I have an array of structs and I want to create a new column, but only select a few columns from the struct.

Currently, I am doing it this way:

F.array(F.struct(
    F.col('orig_column.item_1'),
    F.col('orig_column.item_2'),
    F.col('orig_column.item_3')))

However, the schema is not what I want. I get this:

root
 |-- orig_column: array (nullable = true)
 |    |-- element: struct (containsNull = true)
 |    |    |-- item_1: long (nullable = true)
 |    |    |-- item_2: long (nullable = true)
 |    |    |-- item_3: long (nullable = true)
 |    |    |-- item_4: integer (nullable = true)
 |    |    |-- item_5: integer (nullable = true)
 |    |    |-- item_6: integer (nullable = true)
 |    |    |-- item_7: boolean (nullable = true)
 |-- new_column: array (nullable = false)
 |    |-- element: struct (containsNull = false)
 |    |    |-- item_1: array (nullable = true)
 |    |    |    |-- element: long (containsNull = true)
 |    |    |-- item_2: array (nullable = true)
 |    |    |    |-- element: long (containsNull = true)
 |    |    |-- item_3: array (nullable = true)
 |    |    |    |-- element: long (containsNull = true)
 |    |    |-- item_4: array (nullable = true)
 |    |    |    |-- element: integer (containsNull = true)

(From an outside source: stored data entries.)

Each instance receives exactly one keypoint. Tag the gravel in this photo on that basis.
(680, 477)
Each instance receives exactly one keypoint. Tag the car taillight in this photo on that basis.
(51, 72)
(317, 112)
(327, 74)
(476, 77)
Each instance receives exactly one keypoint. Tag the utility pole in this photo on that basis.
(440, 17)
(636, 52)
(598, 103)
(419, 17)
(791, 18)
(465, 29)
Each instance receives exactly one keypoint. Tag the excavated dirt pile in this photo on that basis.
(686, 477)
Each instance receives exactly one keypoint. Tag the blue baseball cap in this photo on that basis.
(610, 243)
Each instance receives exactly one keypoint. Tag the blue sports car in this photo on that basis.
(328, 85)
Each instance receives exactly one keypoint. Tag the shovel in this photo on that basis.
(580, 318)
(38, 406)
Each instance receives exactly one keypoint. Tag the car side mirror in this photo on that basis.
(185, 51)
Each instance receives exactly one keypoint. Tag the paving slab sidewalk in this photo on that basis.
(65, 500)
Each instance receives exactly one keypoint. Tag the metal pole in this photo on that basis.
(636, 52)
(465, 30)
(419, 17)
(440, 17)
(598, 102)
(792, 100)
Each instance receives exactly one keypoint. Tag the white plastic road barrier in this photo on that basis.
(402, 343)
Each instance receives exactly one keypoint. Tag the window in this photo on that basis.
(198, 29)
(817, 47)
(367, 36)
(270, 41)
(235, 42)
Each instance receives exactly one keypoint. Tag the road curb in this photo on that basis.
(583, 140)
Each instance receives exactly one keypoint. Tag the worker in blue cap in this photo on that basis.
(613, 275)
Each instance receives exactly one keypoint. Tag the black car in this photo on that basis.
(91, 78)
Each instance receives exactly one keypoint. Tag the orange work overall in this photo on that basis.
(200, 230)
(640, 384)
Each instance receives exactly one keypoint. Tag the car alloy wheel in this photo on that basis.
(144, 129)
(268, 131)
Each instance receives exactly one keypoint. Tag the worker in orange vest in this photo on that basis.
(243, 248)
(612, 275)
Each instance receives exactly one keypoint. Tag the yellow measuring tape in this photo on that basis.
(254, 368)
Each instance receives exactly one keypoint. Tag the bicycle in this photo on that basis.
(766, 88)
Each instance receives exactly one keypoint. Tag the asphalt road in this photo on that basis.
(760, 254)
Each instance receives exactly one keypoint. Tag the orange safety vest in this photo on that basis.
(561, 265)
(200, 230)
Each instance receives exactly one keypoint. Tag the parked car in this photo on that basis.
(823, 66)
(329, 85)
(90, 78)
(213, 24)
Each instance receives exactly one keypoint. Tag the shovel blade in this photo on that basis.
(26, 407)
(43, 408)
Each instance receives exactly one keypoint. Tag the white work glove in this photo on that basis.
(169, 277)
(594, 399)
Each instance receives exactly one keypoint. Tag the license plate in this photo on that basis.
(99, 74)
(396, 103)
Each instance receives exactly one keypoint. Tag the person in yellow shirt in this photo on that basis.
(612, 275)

What I wanted to happen is:

root
 |-- new_column: array (nullable = true)
 |    |-- element: struct (containsNull = true)
 |    |    |-- item_1: long (nullable = true)
 |    |    |-- item_2: long (nullable = true)
 |    |    |-- item_3: long (nullable = true)

What am I doing wrong?

CodePudding user response：

Since the structs are inside an array, you can "loop" through every element of the array using transform to transform it to whatever you like. The following code selects only desired fields.

Spark 3.1

from pyspark.sql import functions as F
df = spark.createDataFrame(
    [([(2, 2, 2, 2,)],)],
    'orig_column:array<struct<item_1:bigint,item_2:bigint,item_3:bigint,item_4:int>>'
)

df = df.withColumn(
    'new_column',
    F.transform(
        "orig_column", 
        lambda x: F.struct(
            x.item_1.alias('item_1'), 
            x.item_2.alias("item_2"), 
            x.item_3.alias("item_3"))
    )
)

df.printSchema()
# root
#  |-- orig_column: array (nullable = true)
#  |    |-- element: struct (containsNull = true)
#  |    |    |-- item_1: long (nullable = true)
#  |    |    |-- item_2: long (nullable = true)
#  |    |    |-- item_3: long (nullable = true)
#  |    |    |-- item_4: integer (nullable = true)
#  |-- new_column: array (nullable = true)
#  |    |-- element: struct (containsNull = false)
#  |    |    |-- item_1: long (nullable = true)
#  |    |    |-- item_2: long (nullable = true)
#  |    |    |-- item_3: long (nullable = true)

Spark 3.1.2

df = df.withColumn(
    'new_column',
    F.expr("transform(orig_column, x -> struct(x.item_1, x.item_2, x.item_3))")
)

Spark 2.4

df = df.withColumn(
    'new_column',
    F.expr("transform(orig_column, x -> struct(x.item_1 as item_1, x.item_2 as item_2, x.item_3 as item_3))")
)